Zur Eröffnung der Stubaitalbahn wurden die Triebwagen 1–3 beschafft und wegen der hohen Betriebs-Auslastung dann noch 1905 ein weiterer Triebwagen. Diese Triebwagen wurden mit Einphasenwechselstrommotoren (Winter-Eichberg-Motoren) für 2.500V, 42,5Hz, später dann 3.200V, 50Hz ausgerüstet. Aufgrund der speziellen Motorkonstruktion gab es vermehrt Probleme hinsichtlich der Störanfälligkeit dieser Motore und es ist auch stets ein erhöhter Wartungsaufwand angefallen. Dieser ging sogar soweit, dass man 1928 sämtliche Motoren tauschen musste. Im Laufe der Betriebszeit hat es dann noch mehrere Umbauten, vom Stromabnehmer bis hin zur Frontbeleuchtung gegeben. Der Triebwagen 3 wurde nach einem Unfall ausgemustert. Der Triebwagen 1 befindet sich seit 1984 im Bestand der Tiroler MuseumsBahnen und steht unter Denkmalschutz. Der Triebwagen 2 wurde aus Platzmangel an einen Interessenten abgegeben und der Triebwagen 4 ist weiterhin in einer Straßenbahnhalle der Innsbrucker Verkehrsbetriebe und Stubaitalbahn GmbH hinterstellt.

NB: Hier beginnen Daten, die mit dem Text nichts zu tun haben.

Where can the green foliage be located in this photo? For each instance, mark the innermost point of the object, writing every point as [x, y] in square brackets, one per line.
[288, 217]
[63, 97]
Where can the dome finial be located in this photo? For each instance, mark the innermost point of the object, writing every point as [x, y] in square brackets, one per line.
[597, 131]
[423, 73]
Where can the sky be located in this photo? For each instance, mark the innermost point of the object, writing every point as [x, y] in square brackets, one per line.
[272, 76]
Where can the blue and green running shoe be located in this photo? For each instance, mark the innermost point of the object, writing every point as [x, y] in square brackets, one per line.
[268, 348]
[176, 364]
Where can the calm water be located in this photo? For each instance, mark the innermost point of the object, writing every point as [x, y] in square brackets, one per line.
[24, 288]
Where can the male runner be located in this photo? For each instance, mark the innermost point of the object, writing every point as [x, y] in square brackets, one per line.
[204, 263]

Anlässlich des 100-Jahr Jubiläums der Stubaitalbahn wurde vom ESV-Innsbruck (Sektion Philatelie) auch eine Sonderbriefmarke herausgegeben. Damit ist die Stubaitalbahn nun auch in die Reihen der Bahnen aufgenommen, die es zu philatelistischen Ehren gebracht hat.

Folgende Fahrzeuge dieser Type befinden sich bei den Tiroler MuseumsBahnen:

Triebwagen 1

Nummer 1
Gesellschaft A.G.St.B
Baujahr 1904
Außerdienststellung 1983
Hersteller el. Teiler A.E.G.
Hersteller mech. Teile Grazer Waggonfabrik
Leergewicht 20,5t
Länge über Kupplung 11.400mm
Achsformel Bo'Bo'
Achsstand 2.000mm
Drehzapfenabstand ?
Sitz/Stehplätze 38/28
Motortyp WE 2
Fahrdrahtspannung 3000V
Leistung 4x29,5kW
an TMB 1983
derzeitiger Zustand betriebsfähig
Erscheinungsbild Letztzustand (1983)
restauriert von/bis 2004

Aufarbeitung Triebwagen 1

Der Triebwagen 1 ist nach gründlicher äußerlicher Aufarbeitung (Neulackierung) anlässlich des 100-Jahr-Jubiläums der Stubaitalbahn als Schauobjekt in der Museumsremise für Besucher zugänglich. Den vorgenannten Triebwagen wieder mit eigener Kraft, jetzt allerdings unter 750V, DC, zu betreiben, erscheint derzeit aus Kostengründen, denkmalschutzrechtlichen und eisenbahnrechtlichen Gründen nicht realisierbar.